Cosa que si no era cierta fue tan ben trovata que en los meses posteriores Kirchner y sus obsecuentes se encargaron de convertirla en realidad, vía las insignificantes maldades con que buscaron sacárselo de encima (quitarle el saludo, un avioncito o los granaderos), con un estilo más parecido al del Capitán Garfio contra Peter Pan que al de malvados en serio.
Y con cada maldad de esas, a Cobos le bastaba con poner cara de víctima para sumar y sumar más prestigio.
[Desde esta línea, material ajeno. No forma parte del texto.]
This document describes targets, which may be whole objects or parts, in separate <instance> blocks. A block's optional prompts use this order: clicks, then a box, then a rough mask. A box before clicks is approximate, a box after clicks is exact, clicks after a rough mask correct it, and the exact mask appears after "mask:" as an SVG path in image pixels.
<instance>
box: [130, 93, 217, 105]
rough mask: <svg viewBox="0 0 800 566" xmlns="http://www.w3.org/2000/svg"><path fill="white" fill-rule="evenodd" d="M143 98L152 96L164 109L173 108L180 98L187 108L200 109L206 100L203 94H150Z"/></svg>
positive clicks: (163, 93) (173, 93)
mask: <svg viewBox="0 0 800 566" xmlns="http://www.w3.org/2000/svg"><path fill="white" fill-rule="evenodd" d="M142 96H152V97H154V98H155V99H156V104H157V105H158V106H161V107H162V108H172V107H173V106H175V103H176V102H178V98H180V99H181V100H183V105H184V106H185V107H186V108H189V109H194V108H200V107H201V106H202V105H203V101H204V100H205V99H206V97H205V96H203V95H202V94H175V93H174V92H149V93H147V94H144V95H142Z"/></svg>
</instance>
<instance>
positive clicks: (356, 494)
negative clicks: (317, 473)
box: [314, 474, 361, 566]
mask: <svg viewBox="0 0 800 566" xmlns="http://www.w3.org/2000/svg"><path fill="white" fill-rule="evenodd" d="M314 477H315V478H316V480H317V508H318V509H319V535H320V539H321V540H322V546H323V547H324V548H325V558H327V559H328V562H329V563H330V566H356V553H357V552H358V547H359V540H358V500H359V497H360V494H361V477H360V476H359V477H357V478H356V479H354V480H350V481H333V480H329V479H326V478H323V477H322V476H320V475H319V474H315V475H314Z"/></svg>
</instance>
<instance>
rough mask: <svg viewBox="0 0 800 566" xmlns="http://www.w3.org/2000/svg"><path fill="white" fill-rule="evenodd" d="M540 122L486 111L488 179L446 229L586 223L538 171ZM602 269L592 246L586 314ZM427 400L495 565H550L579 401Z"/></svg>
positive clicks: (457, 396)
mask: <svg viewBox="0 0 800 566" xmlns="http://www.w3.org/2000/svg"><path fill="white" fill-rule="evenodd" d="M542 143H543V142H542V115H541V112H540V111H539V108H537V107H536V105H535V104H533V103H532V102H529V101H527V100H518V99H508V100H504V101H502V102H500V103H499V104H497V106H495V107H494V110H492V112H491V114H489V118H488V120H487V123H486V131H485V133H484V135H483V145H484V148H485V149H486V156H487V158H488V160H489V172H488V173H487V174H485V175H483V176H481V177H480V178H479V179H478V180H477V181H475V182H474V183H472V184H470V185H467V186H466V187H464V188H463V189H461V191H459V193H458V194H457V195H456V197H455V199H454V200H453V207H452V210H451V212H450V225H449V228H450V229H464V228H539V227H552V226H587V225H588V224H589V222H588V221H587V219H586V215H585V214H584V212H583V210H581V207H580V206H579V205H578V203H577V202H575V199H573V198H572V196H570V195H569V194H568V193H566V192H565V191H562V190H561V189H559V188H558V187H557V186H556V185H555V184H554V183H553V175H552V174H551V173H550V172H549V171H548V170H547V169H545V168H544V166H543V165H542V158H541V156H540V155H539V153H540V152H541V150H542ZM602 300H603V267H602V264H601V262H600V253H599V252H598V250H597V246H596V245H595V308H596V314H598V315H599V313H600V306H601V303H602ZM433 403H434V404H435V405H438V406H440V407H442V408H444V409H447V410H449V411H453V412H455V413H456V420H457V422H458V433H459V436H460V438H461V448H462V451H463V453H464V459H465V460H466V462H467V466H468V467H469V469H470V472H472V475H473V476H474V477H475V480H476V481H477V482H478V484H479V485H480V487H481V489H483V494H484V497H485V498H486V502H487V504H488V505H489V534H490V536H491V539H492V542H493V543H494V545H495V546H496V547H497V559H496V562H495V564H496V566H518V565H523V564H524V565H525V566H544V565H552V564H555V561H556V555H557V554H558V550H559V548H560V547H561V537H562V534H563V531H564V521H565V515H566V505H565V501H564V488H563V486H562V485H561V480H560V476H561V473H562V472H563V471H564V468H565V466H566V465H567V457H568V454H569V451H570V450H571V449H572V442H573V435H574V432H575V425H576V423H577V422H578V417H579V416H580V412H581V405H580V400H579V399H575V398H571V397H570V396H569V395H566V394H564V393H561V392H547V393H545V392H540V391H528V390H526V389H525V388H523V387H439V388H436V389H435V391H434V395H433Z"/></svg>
Otro hombre como la gente. Así como Cobos fue la reacción espontánea con que se identificó la gente frente a un Kirchner que buscó partir en dos a un país no partido. De Narváez fue concebido por inseminación artificial en los laboratorios de los publicistas que cobraron fortunas por un solo spot, que consistió en cambiar el slogan delarruista de un hombre aburrido por el de un hombre como la gente. Reprodujeron en el laboratorio comercial lo que Cobos produjo en el Senado.
La habilidad política de De Narváez consistió en seguir al pie de la letra los consejos de sus asesores de imagen, a la vez que se negó sistemáticamente a escuchar a sus aliados políticos.
Exactamente lo mismo que venía haciendo Cobos y que multiplicó por mil para ganar su elección en Mendoza.
En efecto, si De Narváez hubiera peronizado su campaña como le proponía Solá, si hubiera sumado en sus listas a los impresentables que le proponía Duhalde para garantizarle una parte del aparato del conurbano, o si no hubiera contradicho al imprudente de Macri que en la última semana le regaló a Kirchner un debate entre privatismo y estatismo (aparte de las mil macanas que cometió en la campaña), pues bien... De Narváez hubiera perdido.
Por su parte, si Cobos se hubiera encerrado en la UCR como hizo Lilita Carrió, que volvió a su ex partido como una mamá que se proponía proteger a los bebés que alguna vez abandonó, o si hubiera nacionalizado su campaña, pues... aun habiendo ganado en Mendoza, la contundencia de su triunfo hubiera sido mucho menor.
Además, su encuentro con De Narváez fue un hecho clave, de una audacia insólita, que suplió simbólicamente lo que debieron haber hecho todos los opositores sumados: proponerle a los argentinos una unidad legislativa basada no en programas comunes ni alianzas imposibles, sino en cinco o seis grandes temas compartidos para la reconstrucción republicana.
No es casual que esa entrevista simbólica la hayan hecho justo Cobos y De Narváez, ante el odio -o al menos la incomprensión- de los suyos propios.
¿Qué queda luego de las elecciones? Un kirchnerismo en pleno naufragio que deberá cambiar mucho de rumbo para escaparle a los tiburones en acecho, sedientos por beber la sangre de las heridas que el propio Kirchner abrió sin necesidad alguna. Una serie de políticos prekirchneristas que quizá no quieran volver atrás pero que seguramente no tienen la menor idea de cómo ir hacia adelante.
Y dos políticos -sólo dos- poskirchneristas, que hablan como la gente (uno porque es así, el otro porque lo fabricaron así) y que por lo tanto expresan mejor que nadie las nuevas tendencias sociales, pero a la vez aparecen como los políticos menos capaces de trascender lo que expresan, de transformar los reclamos en políticas.
Cobos y De Narváez emergen como los dos únicos políticos nacidos al calor de los nuevos vientos de la historia (en contra de aquellos que los negaron y de aquellos que siguen sin comprenderlos), pero cuyo éxito primordial se debe a su escasa lógica política tradicional, por lo cual no existe partido que los contenga ni alianza que sean capaces de construir.
Hacen sólo lo que les viene en ganas (o lo que le viene en ganas a esa abstracción llamada gente), pero difícilmente estén capacitados para hacer lo que se debería hacer: cabalgar la evolución -al decir de Perón- como jinetes conduciendo el viento. Por el contrario, los dos -al menos hasta ahora- no se diferencian en nada del viento. Van hacia donde el viento va, pero no lo conducen ni parecen saber cómo hacerlo.
Por lo cual, el problema principal que tiene la Argentina poskirchnerista es que las cabalgaduras han quedado vacías.